La scorsa settimana mi è capitata una cosa brutta. Eravamo in centro e da lontano la Viki ha visto un grosso alano nero. Davanti a noi c'era un piccolo cane. L'alano si è avventato sul cagnolino, il padrone non ha neanche tentato di fermarlo. Ha lasciato il guinzaglio. Nel momento che il guinzaglio è caduto Vittoria ha iniziato ad urlare disperata. Il grosso cane con le fauci aperte sembrava dirigersi verso di noi. Lei ha iniziato ad urlare ed è stato difficile per me trattenerla, proteggerla, scappare.
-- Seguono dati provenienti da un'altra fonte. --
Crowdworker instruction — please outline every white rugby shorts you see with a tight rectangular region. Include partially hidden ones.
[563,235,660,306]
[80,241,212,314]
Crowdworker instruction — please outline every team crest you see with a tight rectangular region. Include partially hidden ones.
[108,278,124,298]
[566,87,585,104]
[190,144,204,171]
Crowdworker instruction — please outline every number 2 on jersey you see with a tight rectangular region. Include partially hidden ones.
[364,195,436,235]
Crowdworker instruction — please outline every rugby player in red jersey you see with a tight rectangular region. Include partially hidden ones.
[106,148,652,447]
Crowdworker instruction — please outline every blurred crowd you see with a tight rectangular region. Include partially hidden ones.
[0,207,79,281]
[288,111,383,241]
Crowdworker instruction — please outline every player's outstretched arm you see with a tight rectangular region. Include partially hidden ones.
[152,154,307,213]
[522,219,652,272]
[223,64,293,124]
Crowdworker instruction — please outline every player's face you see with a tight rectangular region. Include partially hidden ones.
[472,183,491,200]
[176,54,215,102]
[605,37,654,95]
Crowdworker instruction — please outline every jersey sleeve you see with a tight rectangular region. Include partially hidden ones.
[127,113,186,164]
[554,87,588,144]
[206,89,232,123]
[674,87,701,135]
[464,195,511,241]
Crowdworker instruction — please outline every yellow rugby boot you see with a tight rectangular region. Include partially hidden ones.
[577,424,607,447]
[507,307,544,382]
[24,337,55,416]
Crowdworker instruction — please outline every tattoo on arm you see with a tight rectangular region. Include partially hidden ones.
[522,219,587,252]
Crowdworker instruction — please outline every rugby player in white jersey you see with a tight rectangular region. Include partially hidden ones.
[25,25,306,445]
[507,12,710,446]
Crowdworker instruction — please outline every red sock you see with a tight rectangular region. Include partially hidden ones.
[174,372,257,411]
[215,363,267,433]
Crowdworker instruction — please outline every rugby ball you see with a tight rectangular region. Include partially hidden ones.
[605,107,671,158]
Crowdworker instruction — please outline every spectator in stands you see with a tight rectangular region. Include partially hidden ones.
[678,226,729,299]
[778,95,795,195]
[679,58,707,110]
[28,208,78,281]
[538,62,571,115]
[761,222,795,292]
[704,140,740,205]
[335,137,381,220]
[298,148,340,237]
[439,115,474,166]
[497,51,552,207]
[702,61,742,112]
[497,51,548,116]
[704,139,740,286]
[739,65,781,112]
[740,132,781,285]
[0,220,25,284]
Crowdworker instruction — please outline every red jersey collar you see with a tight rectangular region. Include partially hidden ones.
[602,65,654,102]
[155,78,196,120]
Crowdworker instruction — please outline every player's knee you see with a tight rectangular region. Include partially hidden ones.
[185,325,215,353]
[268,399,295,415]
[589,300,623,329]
Ha tremato per quasi un ora.

Adesso con Parigi negli occhi penso se un giorno dentro ad un museo, al supermercato o per casa ci trovassimo faccia a faccia con un terrorista armato di fucile. Il terrore sarebbe identico. Amplificato per un milione.
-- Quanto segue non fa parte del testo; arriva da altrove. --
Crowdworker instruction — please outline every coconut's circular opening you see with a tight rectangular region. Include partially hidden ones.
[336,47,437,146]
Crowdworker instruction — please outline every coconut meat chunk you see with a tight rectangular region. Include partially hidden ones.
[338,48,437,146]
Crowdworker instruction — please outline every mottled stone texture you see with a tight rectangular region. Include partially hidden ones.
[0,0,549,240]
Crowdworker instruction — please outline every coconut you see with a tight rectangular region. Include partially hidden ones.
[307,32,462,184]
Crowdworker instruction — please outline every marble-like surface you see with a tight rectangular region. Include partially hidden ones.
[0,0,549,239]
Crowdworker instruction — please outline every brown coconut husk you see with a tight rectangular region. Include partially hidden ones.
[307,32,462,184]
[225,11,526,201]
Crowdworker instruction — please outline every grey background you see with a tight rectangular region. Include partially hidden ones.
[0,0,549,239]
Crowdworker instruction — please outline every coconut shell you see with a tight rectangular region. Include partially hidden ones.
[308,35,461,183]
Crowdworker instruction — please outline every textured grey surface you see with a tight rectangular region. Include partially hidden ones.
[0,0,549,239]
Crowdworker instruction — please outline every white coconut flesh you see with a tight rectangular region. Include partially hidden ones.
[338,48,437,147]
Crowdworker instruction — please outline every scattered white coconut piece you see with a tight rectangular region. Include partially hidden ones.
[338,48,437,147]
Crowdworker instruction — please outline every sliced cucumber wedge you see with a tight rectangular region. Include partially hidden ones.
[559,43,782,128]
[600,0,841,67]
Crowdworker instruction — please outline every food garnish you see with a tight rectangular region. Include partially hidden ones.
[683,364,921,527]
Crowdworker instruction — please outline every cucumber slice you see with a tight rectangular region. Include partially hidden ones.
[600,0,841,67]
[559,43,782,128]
E davanti alla canna del fucile cosa fare?
Scappare? Come?
Non è guerra convenzionale.
La guerra convenzionale ce l'ha raccontata De Andrè: Sparagli Piero, sparagli ora e dopo un colpo sparagli ancora fino a che tu non lo vedrai esangue cadere in terra e coprire il suo sangue...
Ma io non imbraccio abitualmente un fucile. Non ho niente per difendermi in questa guerra del terrore.

È tutto il giorno che immagino al posto del cane un fucile. È tutto il giorno che penso a come fuggire. A come proteggerle.

Ma in questa guerra quello che conta è fare paura. Incutere timore. Ed è questo che non dobbiamo permettere. Non dobbiamo avere paura. Ma come si fa?
Alcuni dicono che fra due settimane sarà tutto passato. Tutto dimenticato.  Fino al prossimo evento. Ma ultimamente accadono con troppa frequenza. Sono 14 anni che abbiamo paura.